The ultimate objective of the CLRA Act,1970 is the abolition of the system of contract labor which is nothing but a disguised form of indirect labor in industrial employment. But as the practical difficulties of economy, flexibility of hire and fire in respect of certain activities which could be intermittent or incidental in nature, the adhoc engagement of specially skilled labor with the view to ease of performance coupled with timely delivery and the like render the over all abolition of contract labor practically impossible and make it imperative to regulate it statutorily and hence the regulatory aspect in the Act. But the emergence of market driven economy in the wake of LPG gradually tilted not only industrial employment but also the public employment towards contractualization despite the extension of almost all the benefits of regular employment to this indirect labor by the higher judiciary of the land.

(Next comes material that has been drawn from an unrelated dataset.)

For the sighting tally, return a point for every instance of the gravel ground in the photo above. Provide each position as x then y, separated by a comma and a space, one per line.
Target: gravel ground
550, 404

In such a situation, I don't know how do you expect a positive and lawful answer to your query from a Human Resource Management Forum like Cite HR.
If your contract for service with the Company is a genuine one, just for the sake of break as expected by them you can rotate your contract labor among your contracts for service with other Companies. But, bear in mind that your service charges should be proportionate to all your commitments towards your labor.
16th February 2019 From India, Salem
Your Query:--"I am running my contract in factory (for) at least 4 (continuous) year now Company (Principal Employer..) asked me about Breaks for worker (Contract Labours) avoiding future dispute . Please let me know what can I do...".
Kritarth Team's Clarifications Offered:--
1. " No Break/s, and or Discontinuity of Contracl Labour employement shall serve your Purpose of Avoiding Claim for Permanent Employment in the "Jobs" against which the said CL were engaged by the Contractor, for and on behalf of the Principal Employer in latter's Establishment.
The Key Determinent shall be "whether" the CL were Engaged / Employed on "Permanent and Perennial Jobs (nature of Jobs).
2. Likewise. no aggregaation of intermittent, as and when they occured/ needed periods of Employment of CL in against Non-Permanent and Non-Perennial Jobs shall confer upon the CL any Entitlement to Permanency in against the same Jobs.
This Legal Position has often been Repeated/re-iterayed by theSupreme Court of India in their Judgements/Oreders dating as far back as 1957 (Dhrangadhra Chemical Works Ltd. v. State of Saurashtra) to Air India case as Kritarth Team readily recalls at this point of time.
The Twin Litmus Tests enunciated are.. "i) Whether the Principal Employer pays/Disburses the Wages /Salary instead of the Contractor; and;
(ii) Whether the Principal Employer "controls and supervises" the work Performance of the CL.
Withour scruple when Few Principal Employers engaged Workforce thru Contractors to work in against Permanent & Perennial Nature of Work/Jobs, in somewhat clandestine manner , camouflaging the same as Seasonal or Intermitent, our Honble Supreme Court termed such blatent Acts as Sham , Subterfuge.
The Point to Ponder is remains : How Much Do we Save ??? By such or similar Unlawful Actions. The Stand is Our Own Team's Stand which we Maintain While We Advice our Esteemed Service-User Corporates Employers.
We Understand that "Anything Worth Doing Is, Worth Doing WELL".